Tasilee commented 4 years ago

I vote to not include this AMENDMENT as CORE

tucotuco commented 4 years ago

I concur.

On Mon, May 25, 2020 at 3:42 AM Lee Belbin notifications@github.com wrote:

I vote to not include this AMENDMENT as CORE

— You are receiving this because you were mentioned. Reply to this email directly, view it on GitHub https://github.com/tdwg/bdq/issues/106#issuecomment-633406271, or unsubscribe https://github.com/notifications/unsubscribe-auth/AADQ7277U2V4W25MNPXIOK3RTIHMDANCNFSM4EKSRYHA .

chicoreus commented 4 years ago

@Tasilee I concur. A basic implementation using a small vocabulary would not gain much and would leave many false negatives.
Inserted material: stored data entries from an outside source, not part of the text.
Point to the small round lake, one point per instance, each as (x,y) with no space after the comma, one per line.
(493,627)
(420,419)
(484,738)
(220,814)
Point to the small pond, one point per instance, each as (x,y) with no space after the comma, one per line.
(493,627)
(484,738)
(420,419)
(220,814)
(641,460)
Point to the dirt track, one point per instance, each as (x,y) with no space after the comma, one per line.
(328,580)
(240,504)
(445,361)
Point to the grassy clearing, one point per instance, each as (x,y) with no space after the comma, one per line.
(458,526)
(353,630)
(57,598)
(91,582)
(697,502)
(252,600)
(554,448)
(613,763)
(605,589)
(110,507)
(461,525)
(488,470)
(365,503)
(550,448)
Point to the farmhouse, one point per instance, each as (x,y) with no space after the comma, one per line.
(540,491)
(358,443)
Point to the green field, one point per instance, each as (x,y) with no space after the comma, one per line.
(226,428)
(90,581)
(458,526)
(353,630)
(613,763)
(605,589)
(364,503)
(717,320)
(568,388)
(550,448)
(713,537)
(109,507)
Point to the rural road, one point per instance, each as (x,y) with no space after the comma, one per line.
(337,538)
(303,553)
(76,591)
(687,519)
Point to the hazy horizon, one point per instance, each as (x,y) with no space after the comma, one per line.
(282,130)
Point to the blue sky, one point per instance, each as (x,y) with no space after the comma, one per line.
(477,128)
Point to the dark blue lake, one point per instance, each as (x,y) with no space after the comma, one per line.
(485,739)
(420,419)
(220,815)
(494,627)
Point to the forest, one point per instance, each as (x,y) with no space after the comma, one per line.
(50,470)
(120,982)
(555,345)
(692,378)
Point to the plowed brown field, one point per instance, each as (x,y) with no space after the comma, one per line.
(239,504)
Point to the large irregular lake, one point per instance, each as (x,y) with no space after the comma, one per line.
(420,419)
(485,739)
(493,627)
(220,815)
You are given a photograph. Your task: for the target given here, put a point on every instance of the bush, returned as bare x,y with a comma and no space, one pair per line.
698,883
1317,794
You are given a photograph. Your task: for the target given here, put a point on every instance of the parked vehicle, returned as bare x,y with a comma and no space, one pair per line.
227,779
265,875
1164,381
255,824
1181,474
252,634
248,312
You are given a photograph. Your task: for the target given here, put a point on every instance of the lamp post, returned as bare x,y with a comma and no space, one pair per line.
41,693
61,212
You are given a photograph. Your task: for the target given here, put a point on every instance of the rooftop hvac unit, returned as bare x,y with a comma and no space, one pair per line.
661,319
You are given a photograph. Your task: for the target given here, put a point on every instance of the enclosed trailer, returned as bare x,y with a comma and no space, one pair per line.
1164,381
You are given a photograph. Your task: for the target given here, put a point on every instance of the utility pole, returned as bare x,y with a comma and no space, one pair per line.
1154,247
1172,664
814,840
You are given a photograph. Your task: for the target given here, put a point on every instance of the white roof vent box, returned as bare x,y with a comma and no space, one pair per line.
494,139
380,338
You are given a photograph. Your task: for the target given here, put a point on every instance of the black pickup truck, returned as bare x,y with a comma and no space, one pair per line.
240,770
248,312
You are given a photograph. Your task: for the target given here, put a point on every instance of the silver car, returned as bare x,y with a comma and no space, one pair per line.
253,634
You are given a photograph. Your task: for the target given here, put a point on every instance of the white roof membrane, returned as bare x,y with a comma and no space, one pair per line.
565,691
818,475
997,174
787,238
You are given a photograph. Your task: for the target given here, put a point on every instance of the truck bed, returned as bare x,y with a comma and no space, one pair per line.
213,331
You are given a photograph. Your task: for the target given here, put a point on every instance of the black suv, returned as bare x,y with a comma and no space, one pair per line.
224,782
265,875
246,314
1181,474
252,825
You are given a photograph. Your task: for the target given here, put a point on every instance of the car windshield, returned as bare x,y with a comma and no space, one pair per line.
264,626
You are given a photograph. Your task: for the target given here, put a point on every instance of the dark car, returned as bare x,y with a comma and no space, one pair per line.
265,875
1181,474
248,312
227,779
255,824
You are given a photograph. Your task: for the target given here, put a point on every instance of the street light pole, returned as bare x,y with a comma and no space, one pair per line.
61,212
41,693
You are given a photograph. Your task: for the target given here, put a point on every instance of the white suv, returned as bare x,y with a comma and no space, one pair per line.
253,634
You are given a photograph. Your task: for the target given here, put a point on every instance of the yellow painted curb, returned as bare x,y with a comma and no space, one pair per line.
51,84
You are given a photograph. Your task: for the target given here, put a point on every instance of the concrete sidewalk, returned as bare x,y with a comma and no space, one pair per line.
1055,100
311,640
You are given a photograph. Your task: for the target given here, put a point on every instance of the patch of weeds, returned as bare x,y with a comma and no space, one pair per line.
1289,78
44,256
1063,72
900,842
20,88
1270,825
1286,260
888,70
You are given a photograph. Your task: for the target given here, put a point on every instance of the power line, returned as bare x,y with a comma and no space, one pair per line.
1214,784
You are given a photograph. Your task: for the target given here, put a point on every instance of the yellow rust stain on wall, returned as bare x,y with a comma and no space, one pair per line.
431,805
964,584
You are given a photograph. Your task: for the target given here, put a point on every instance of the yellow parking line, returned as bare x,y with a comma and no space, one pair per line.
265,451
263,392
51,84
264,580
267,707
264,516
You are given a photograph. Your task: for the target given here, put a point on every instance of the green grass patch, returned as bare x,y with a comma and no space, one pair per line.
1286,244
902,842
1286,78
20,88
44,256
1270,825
An effective implementation would be or need to use a very high quality name parser, and would still (given the list of values in the wild) be problematic in interpretation.

Tasilee commented 4 years ago

Thanks @chicoreus - concisely put

chicoreus commented 8 months ago

Updated format of markdown table to match current usage.

Tasilee commented 8 months ago

Updated examples to align with current template.

Tasilee commented 8 months ago

Added Description to align with current template

Tasilee commented 8 months ago

Changed Field to TestField

Tasilee commented 6 months ago

Standardized reference to "EXTERNAL_PREREQUISITES_NOT_MET if the bdq:sourceAuthority is not available" in Expected Response.